Wayne Rooney

Friday, March 19, 2010 Label: , ,
Wayne Rooney is an English country home players who have a high attack instincts. the absence of Wayne Rooney can become hard for the team, because Wayne Rooney is a football player who can play with a neat and capable of destroying his opponent's defense. have many goals that he created the opponent's goal and has several times he determines his team victory.
until now still defend Rooney's Red Devils and he also still exist in contributing goals in the match.

Wayne Mark Rooney (born 24 October 1985) is an English footballer who currently plays as a striker for English Premier League club Manchester United and the England national team. A prolific goalscorer, he is known for his pace, agility and power while on the ball, and his overall determined and passionate style of play.

Rooney began his career with Everton, joining their youth team at age ten and rising through the ranks. He made his professional debut in 2002 and his first goal made him the youngest goalscorer in Premier League history at the time. He quickly became part of Everton's first team, spending two seasons at the Merseyside club. Before the start of the 2004–05 season he moved to Manchester United for £25.6 million and became a key member of the first team. Since then, he has won the Premier League three times, the 2007–08 UEFA Champions League and also two League Cups.

Rooney made his England debut in 2003 and at Euro 2004 he briefly became the competition's youngest goalscorer. He is frequently selected for the England squad and also featured in the 2006 World Cup.


Early life

Born on 24 October 1985 in Croxteth, Liverpool, Merseyside, Rooney is the first child of parents of Irish descent  Thomas Wayne and Jeanette Marie Rooney (née Morrey). He was raised in Croxteth with younger brothers Graeme and John, and all three attended De La Salle School. Wayne grew up supporting local club Everton, and his childhood hero was Duncan Ferguson.
Club career
Everton

After excelling for Liverpool Schoolboys, Rooney was signed on schoolboy terms by Everton at the age of ten. He was part of the youth squad, and after scoring in an FA Youth Cup match, he revealed a T-shirt under his jersey that read, "Once a Blue, always a Blue." Since he was under 17 at the time and therefore ineligible for a professional contract, he was playing for £80 a week and living with his family on one of the country's most deprived council estates.
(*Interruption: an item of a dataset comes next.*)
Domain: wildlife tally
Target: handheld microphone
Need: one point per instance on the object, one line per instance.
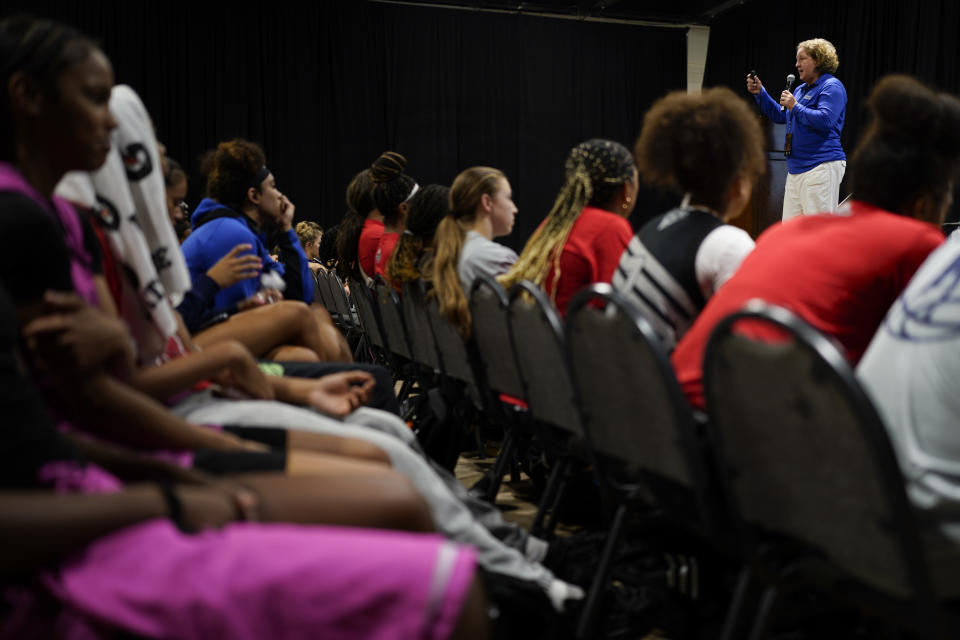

On 19 October 2002, five days before his 17th birthday, Rooney scored a match-winning goal against reigning league champions Arsenal; in addition to ending Arsenal's thirty-match unbeaten run, it made Rooney the youngest goalscorer in Premier League history, a record that has since been surpassed twice; first by James Milner and then by James Vaughan. He was named BBC Sports' 2002 Young Personality of the Year. He played 33 Premier League games that season and scored six goals.

At the end of the 2003-04 season, Rooney, citing Everton's inability to challenge for European competition (they had finished seventh the previous season and only just missed out on a UEFA Cup place, but in 2003-04 had narrowly avoided relegation and finished 17th), requested a transfer that Everton refused to oblige if the transfer fee was less than £50 million. A three-year, £12,000-a-week contract offer from the club was snubbed by Rooney's agent in August 2004, leaving Manchester United and Newcastle United to compete for his signature. The Times reported that Newcastle were close to signing Rooney for £18.5 million, as confirmed by Rooney's agent, but Manchester United ultimately won the bidding war and Rooney signed at the end of the month after a £25.6 million deal with Everton was reached. At the time of his sale Everton were struggling financially with a significant debt and the deal helped turn the clubs finances around.

It was the highest fee ever paid for a player aged under 20. Rooney was still only 18 years old when he left Everton.

In his final season at Everton, he scored eight goals in 34 Premier League games. 

On 1 September 2006, Everton manager David Moyes sued Rooney for libel after the tabloid newspaper The Daily Mail published excerpts from Rooney's 2006 autobiography that accused the coach of leaking Rooney's reasons for leaving the club to the press. The case was settled out of court for £500,000 on 3 June 2008, and Rooney apologized to Moyes for "false claims" he had made in the book regarding the matter.